I'm one of those people, who check all the games on Steam Greenlight when they can. There's always a chance to stumble upon some really cool game you might like or a project which you might not like and would probably not buy, but still support by saying "yes" just because it looks cool. And while the service itself is far from perfect, a fact acknowledged by Valve themselves, it makes it easier for a lot of independent developers to get on Steam, the service which tends to help the game sales immeasurably. So let's leave the imperfections of the service itself to Valve to fix, while I want to name two big things developers themselves should consider, while trying to Greenlight a game, from the viewpoint of a person who's making the votes.
Don't go there too early.
I've seen numerous games on Greenlight which are in a very-very early stage of development or even the concept stage. There is a special section for Concepts
on Greenlight now, but even with it you should always understand a simple thing - even on Kickstarter projects with big names attached to them failed, most likely due to them being in early concept stage.

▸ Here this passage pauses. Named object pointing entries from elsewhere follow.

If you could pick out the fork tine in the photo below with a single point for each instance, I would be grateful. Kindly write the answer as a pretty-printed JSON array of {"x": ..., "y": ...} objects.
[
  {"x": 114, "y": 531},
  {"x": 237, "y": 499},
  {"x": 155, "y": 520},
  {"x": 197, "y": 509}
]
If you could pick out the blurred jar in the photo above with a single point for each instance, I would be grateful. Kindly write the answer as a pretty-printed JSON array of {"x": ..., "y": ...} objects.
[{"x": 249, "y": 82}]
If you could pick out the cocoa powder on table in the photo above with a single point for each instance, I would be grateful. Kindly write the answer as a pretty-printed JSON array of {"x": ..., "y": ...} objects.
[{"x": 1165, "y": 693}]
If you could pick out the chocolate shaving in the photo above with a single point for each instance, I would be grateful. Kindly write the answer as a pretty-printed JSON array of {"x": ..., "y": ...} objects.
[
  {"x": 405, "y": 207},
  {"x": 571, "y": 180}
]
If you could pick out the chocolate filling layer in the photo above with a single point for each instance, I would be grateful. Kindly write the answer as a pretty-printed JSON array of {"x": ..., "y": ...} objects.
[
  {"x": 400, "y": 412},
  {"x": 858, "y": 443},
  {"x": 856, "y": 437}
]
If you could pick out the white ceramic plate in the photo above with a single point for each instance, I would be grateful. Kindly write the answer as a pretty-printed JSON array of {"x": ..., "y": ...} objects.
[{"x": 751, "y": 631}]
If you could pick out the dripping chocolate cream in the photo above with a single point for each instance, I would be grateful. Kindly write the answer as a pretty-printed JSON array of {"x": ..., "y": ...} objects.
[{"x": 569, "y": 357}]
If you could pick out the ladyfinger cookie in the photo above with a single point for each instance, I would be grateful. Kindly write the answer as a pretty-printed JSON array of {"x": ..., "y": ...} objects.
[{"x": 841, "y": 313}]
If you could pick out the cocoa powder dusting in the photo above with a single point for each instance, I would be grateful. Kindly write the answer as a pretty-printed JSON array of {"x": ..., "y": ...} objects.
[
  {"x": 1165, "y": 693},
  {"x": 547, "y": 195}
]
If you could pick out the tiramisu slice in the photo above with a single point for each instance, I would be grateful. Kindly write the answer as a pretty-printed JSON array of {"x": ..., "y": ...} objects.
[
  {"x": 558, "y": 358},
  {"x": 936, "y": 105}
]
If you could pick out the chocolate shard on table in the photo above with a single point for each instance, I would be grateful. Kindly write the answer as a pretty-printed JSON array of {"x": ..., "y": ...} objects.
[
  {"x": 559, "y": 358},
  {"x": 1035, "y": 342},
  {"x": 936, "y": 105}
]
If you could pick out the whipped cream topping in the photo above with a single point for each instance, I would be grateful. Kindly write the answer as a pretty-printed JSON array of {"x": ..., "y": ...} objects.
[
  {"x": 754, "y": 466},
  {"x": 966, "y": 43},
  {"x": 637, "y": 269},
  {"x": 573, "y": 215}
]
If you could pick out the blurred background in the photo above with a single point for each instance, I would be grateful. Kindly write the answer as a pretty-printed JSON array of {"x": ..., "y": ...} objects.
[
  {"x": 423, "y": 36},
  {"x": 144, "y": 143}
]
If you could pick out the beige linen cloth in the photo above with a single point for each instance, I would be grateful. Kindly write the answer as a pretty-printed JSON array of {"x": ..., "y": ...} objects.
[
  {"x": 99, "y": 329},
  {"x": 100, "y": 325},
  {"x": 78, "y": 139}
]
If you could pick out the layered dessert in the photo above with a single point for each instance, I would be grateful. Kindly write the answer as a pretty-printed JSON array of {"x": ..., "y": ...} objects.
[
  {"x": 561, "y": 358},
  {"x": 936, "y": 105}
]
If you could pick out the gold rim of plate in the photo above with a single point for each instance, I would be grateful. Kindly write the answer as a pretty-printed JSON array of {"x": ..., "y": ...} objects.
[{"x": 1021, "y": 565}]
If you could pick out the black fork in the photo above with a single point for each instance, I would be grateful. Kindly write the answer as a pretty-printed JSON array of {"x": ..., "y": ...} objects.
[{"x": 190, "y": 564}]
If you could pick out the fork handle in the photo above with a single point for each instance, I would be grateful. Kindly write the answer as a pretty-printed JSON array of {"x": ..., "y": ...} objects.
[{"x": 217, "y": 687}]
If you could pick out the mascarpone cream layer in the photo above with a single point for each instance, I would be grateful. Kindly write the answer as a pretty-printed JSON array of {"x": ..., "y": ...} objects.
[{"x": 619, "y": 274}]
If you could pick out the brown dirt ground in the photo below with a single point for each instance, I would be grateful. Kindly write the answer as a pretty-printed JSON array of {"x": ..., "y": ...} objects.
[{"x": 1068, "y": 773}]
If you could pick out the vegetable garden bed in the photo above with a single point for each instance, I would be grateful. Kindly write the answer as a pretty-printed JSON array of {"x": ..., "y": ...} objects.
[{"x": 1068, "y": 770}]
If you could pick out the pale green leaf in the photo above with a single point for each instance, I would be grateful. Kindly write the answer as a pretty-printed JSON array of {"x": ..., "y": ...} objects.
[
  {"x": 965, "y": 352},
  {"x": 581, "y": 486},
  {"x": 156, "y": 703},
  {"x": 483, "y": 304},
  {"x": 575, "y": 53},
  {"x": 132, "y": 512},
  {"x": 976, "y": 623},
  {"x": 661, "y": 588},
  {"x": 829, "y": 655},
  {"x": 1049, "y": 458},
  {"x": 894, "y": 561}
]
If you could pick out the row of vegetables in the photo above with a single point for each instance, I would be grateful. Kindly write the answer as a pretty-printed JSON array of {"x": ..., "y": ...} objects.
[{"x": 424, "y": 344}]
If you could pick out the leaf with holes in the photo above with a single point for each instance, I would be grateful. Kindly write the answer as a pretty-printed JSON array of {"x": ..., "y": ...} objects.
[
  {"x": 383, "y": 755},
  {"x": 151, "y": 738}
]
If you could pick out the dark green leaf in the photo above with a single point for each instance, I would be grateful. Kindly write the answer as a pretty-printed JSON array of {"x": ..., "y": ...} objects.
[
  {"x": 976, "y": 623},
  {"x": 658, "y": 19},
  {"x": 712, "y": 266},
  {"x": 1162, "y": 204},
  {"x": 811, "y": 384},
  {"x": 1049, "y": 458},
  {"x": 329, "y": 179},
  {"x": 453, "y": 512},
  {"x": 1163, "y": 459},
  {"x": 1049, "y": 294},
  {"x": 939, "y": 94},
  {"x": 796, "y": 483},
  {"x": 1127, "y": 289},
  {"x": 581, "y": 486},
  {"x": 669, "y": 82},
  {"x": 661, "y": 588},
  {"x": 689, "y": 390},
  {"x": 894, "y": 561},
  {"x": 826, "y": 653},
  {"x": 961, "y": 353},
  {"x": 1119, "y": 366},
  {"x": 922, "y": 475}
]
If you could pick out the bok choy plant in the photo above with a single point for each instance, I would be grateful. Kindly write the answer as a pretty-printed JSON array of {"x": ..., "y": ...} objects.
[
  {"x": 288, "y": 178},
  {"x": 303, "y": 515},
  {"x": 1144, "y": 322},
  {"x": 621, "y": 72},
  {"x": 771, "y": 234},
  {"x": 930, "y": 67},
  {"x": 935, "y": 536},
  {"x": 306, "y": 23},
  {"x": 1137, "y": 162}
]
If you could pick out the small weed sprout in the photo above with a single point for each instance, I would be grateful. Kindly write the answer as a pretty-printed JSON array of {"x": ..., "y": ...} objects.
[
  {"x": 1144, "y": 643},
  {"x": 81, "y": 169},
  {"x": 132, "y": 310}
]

And Greenlight puts the question as "will you buy this game?" When there's no game to see, the most likely answer you get is "not interested". Sure, there is an "Ask me later" option, but with more than 1,200 and growing projects, do you think a lot of people are going to choose "Ask me later" over "Not interested"? When I see a game on Greenlight with a demo or at least a tech demo, or a game already released on other channels, I'm instantly more interested in a project and willing to check more of it. Especially, if it grabs my attention, which leads into the second point...
Promote your game well.
Recently Jim Sterling wrote a nice piece on Indie games, which fail to understand the need in promoting themselves
and a lot of similar things can be said about games on Greenlight (which are part of the discussion there anyway). I can understand why amazing La-Mulana had a difficult time with promotion, due to a language barrier and difference in how indie game development is now in Japan versus the other parts of the world - unsurprisingly even NIGORO's Naramura-san speech from recent GDC 2013
is hard to find being discussed on the English-speaking parts of the internet. Yet, it's strange to see a lot of potentially amazing games without language or other barriers fail to understand that almost instant Greenlight success of games like Black Mesa or The Stanley Parable HD was mainly due to how they were supported by both community-sites and "game journalism"-sites. Having a "Support us on Greenlight" banner on your site, a lot of people might not even know of, is not enough. Making a Greenlight page which screams "we love the game we're making and you might love it too!", talking to people, trying to get attention of blogs and sites, acting through social media - doing all kinds of PR, helps. Obviously, it works better when done right, and done wrong might even hurt the perception of the game. But it's a risk worth taking, if you truly want people to notice your game and get Greenlit.